The plant was expected to produce 30 GWh per year but actually produced about 32 GWh the first year, 8% more than expected, saving the Air Force $1.2 million in the first year of operation.

There is no provision for operation during a power failure, when the base reverts to generator power. This would require limiting the output to less than or equal to what the generators can provide. Otherwise a cloud could pass over and cause the sudden drop in output to overload the generators, causing them to trip off. If a pumped-hydro facility was added in the nearby hills, that would allow the base to operate during power failures under solar power, although batteries would also be needed to allow time for the hydro-electric plant to adjust to the load requirements.

Design 
Nellis consists of 5,821 tilted axis, T20 single axis trackers made by Sunpower, and uses 72,416 solar panels, each 200 watts, and 54 Xantrex (Schneider Electric) GT 250 inverters, each rated 250 kW. The maximum output is therefore inverter limited to 13.5 megawatts (AC). At full output, the inverters are 96% efficient. Approximately 10% of the panels are mounted on north–south-oriented horizontal single-axis trackers. About one-third of the solar panels were made by Suntech Power, the lead supplier.

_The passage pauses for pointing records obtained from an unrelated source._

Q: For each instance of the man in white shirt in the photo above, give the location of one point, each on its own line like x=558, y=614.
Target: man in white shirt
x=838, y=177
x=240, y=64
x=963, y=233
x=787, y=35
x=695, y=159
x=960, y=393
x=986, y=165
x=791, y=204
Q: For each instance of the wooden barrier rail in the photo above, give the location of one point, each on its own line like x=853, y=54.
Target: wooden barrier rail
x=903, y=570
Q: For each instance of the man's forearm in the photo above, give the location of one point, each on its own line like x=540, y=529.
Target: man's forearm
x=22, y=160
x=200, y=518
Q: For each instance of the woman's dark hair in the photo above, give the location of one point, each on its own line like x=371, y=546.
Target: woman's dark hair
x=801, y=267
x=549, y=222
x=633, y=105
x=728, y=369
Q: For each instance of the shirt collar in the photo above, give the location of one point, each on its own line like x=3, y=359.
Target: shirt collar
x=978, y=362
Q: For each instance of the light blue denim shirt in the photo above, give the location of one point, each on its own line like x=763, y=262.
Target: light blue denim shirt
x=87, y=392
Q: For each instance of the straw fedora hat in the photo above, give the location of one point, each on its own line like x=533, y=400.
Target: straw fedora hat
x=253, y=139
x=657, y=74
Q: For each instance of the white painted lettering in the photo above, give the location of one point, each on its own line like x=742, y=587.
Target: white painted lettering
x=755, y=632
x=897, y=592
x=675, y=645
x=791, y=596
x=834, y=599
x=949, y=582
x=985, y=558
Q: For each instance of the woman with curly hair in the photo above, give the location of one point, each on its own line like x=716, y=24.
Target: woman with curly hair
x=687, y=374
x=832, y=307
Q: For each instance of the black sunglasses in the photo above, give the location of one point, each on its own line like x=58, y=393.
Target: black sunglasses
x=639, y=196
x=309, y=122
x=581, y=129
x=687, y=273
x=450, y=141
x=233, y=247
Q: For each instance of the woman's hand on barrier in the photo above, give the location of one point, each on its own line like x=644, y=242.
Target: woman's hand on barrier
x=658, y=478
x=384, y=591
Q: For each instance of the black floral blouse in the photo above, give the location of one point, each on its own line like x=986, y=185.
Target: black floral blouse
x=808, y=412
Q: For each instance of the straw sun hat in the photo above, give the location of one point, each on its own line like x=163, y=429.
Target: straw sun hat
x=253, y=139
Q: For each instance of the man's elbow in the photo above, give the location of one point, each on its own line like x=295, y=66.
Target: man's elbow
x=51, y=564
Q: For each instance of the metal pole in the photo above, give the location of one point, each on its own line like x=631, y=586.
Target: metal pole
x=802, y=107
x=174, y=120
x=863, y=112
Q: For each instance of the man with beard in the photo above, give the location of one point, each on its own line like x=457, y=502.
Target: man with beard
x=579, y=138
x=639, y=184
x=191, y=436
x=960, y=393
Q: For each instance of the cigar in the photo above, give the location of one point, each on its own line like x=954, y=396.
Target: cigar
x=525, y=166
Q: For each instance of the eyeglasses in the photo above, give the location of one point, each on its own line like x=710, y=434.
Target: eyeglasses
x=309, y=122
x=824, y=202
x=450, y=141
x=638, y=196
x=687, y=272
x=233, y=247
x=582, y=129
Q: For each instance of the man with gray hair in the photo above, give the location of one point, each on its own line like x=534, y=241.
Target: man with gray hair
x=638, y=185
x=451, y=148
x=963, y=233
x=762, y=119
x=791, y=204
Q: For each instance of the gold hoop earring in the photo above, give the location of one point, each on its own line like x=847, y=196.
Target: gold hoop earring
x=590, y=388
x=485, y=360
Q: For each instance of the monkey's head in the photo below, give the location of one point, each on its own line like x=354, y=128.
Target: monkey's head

Renewable portfolio standard 

In 1999, Nevada passed a renewable portfolio standard (RPS) as part of their 1997 Electric Restructuring Legislation (AB 366). It required any electric providers in the state to acquire actual renewable electric generation or purchase renewable energy credits so that each utility had 1 percent of total consumption in renewables. However, on June 8, 2001, Nevada Governor Kenny Guinn signed SB 372, at the time the country's most aggressive renewable portfolio standard. The law requires that 15 percent of all electricity generated in Nevada be derived from new renewables by the year 2013.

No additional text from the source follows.